2019-05-07 16:14:58来源:组稿人论文网作者:婷婷

  摘 要:方式构成在写实水墨人物画创作中具有重要意义, 本文试图在方式言语层面剖析方式构成言语体系与写实水墨人物画固有言语体系的矛盾和异质, 以及梳理新时期以来众多艺术家处理这些问题的计划和经历, 以取得对这一问题的客观审断, 总结对当下写实水墨人物画创作的启示。

  关键词:写实; 水墨人物画; 方式构成;

  新时期初始, 再一次的西学之风席卷美术界, “徐蒋体系”1写实水墨人物画款式跌下神坛, 不再一枝独秀。
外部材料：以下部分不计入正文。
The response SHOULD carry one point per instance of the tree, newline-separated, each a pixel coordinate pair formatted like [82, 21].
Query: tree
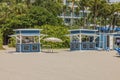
[83, 5]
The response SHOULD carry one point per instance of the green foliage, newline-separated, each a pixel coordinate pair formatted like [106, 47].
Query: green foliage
[55, 31]
[12, 42]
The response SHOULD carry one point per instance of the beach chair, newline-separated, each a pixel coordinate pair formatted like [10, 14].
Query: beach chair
[118, 50]
[107, 49]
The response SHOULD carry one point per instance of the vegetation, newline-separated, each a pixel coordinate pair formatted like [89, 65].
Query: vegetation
[43, 14]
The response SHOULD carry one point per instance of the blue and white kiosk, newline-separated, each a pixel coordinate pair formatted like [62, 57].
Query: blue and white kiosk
[27, 40]
[100, 39]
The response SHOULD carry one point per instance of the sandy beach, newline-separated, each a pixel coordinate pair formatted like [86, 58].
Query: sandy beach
[61, 65]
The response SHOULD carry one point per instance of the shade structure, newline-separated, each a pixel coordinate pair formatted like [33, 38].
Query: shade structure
[52, 39]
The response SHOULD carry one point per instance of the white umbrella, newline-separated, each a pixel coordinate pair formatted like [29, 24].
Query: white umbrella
[52, 39]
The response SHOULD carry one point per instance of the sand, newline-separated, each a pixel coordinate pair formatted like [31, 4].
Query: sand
[60, 65]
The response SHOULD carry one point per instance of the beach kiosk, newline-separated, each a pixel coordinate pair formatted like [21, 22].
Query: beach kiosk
[102, 38]
[27, 40]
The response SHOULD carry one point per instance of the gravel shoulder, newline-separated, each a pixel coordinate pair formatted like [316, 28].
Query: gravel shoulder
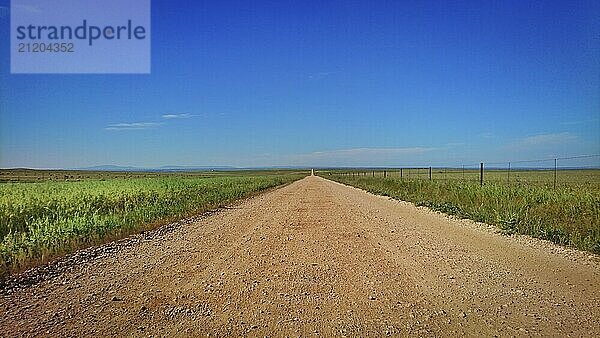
[317, 258]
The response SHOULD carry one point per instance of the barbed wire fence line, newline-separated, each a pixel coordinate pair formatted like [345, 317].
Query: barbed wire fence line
[552, 172]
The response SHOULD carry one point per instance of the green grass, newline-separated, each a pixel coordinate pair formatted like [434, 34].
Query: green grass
[40, 221]
[568, 215]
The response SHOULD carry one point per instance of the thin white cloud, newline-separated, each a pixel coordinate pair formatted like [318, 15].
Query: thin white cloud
[133, 126]
[579, 122]
[177, 116]
[544, 140]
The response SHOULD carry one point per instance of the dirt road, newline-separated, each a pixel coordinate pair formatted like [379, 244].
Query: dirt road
[318, 258]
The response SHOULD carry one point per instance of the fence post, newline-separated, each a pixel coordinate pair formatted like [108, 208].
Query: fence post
[555, 167]
[481, 174]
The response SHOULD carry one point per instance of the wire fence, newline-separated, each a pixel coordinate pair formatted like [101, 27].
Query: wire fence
[565, 171]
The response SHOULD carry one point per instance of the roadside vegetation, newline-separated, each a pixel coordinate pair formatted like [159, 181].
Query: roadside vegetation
[568, 215]
[40, 221]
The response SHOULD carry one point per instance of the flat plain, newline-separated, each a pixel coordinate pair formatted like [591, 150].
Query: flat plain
[317, 258]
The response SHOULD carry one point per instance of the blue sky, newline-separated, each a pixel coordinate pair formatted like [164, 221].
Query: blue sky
[318, 83]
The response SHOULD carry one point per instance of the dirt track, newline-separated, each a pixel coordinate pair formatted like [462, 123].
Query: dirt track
[318, 258]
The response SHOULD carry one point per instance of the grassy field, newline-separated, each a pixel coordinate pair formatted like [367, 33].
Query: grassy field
[57, 214]
[568, 215]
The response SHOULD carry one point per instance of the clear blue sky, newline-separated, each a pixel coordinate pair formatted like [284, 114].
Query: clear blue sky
[256, 83]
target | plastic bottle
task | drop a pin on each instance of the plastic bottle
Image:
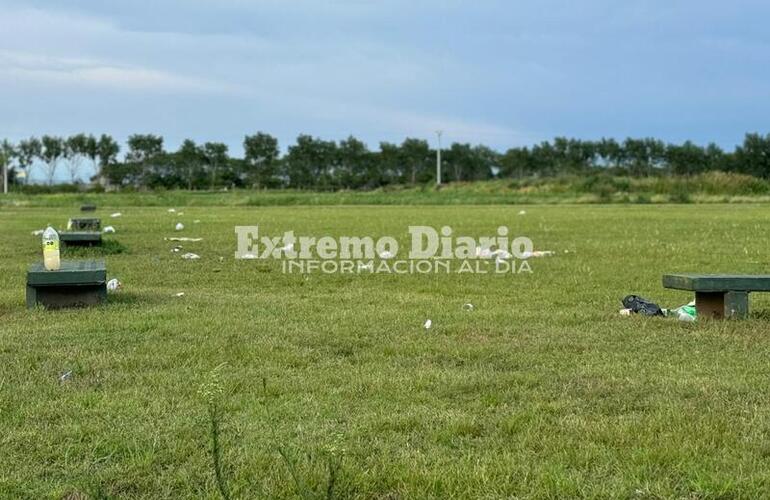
(51, 259)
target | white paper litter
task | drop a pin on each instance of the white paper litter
(484, 253)
(537, 253)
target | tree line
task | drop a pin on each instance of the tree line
(314, 163)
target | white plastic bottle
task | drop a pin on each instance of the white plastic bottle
(51, 259)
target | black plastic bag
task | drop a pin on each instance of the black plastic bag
(642, 306)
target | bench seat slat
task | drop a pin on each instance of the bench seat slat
(718, 282)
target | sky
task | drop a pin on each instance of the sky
(501, 73)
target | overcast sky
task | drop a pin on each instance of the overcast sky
(501, 72)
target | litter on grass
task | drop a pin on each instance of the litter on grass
(114, 284)
(538, 253)
(633, 304)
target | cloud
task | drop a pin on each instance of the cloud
(34, 68)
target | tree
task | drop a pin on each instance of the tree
(190, 163)
(354, 165)
(7, 153)
(106, 151)
(53, 150)
(26, 153)
(75, 150)
(753, 156)
(261, 159)
(516, 162)
(311, 162)
(389, 164)
(687, 159)
(215, 154)
(416, 155)
(144, 164)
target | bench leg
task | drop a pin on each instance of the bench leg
(710, 304)
(31, 297)
(737, 305)
(719, 305)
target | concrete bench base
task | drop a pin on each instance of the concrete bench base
(719, 295)
(76, 284)
(80, 238)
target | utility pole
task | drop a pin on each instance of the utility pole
(438, 158)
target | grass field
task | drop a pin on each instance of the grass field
(542, 390)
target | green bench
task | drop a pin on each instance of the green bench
(84, 224)
(76, 284)
(719, 295)
(80, 238)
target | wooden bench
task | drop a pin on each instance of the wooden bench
(719, 295)
(80, 238)
(84, 224)
(76, 283)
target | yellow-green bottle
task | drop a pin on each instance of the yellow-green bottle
(51, 259)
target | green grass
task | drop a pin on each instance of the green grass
(711, 187)
(542, 390)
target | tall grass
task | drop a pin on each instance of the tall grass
(710, 187)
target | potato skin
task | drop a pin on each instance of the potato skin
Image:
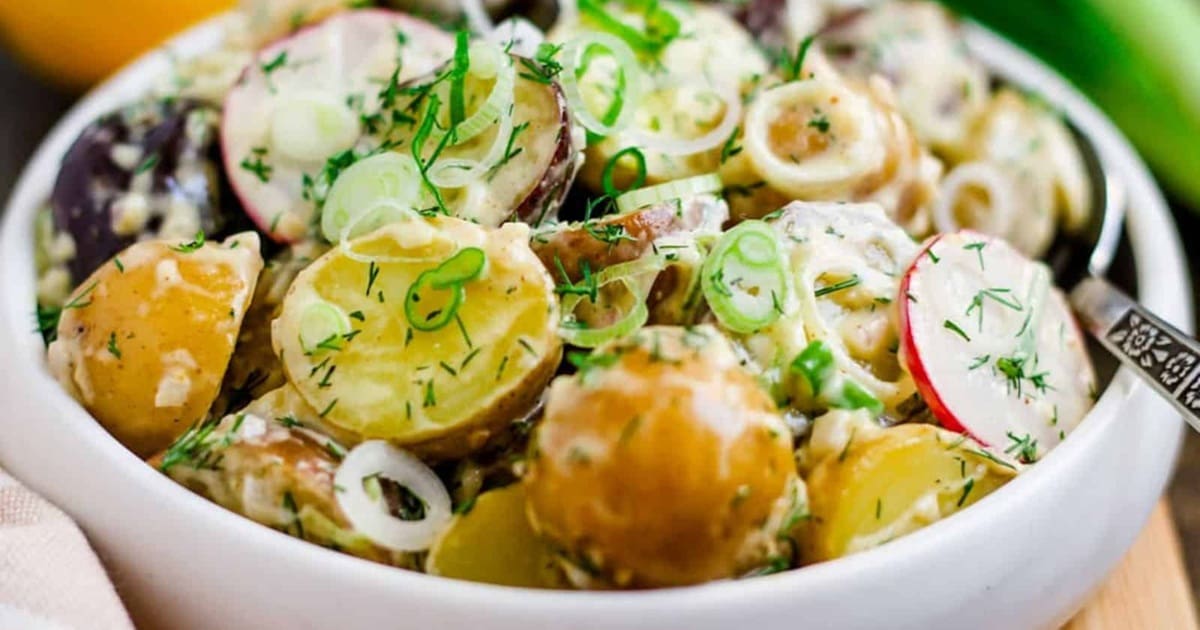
(570, 245)
(150, 335)
(439, 394)
(881, 484)
(262, 466)
(663, 465)
(175, 156)
(495, 544)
在阅历了一段徘徊彷徨之后, 写实水墨人物画家吸收方式构成等西方现代绘画言语和理论以顺应当代新文化语境, 使写实水墨焕发新的活力。

  早在20世纪初林风眠就将方式构成理论应用于中国画, 但由于新中国成立后的文艺政策等多方面缘由, 这种“中西交融”的方式遭到了较大的限制。而将方式构成系统地引入中国画创作理论与教学体系的是卢沉。卢沉作为新时期中国画改造派的出色代表, 将西方现代绘画言语与理论体系引入水墨人物画创作与教学理论, 并在中央美院开设了“水墨构成课”, 产生了普遍影响, 这关于写实水墨人物画的打破与开展同样具有重要意义。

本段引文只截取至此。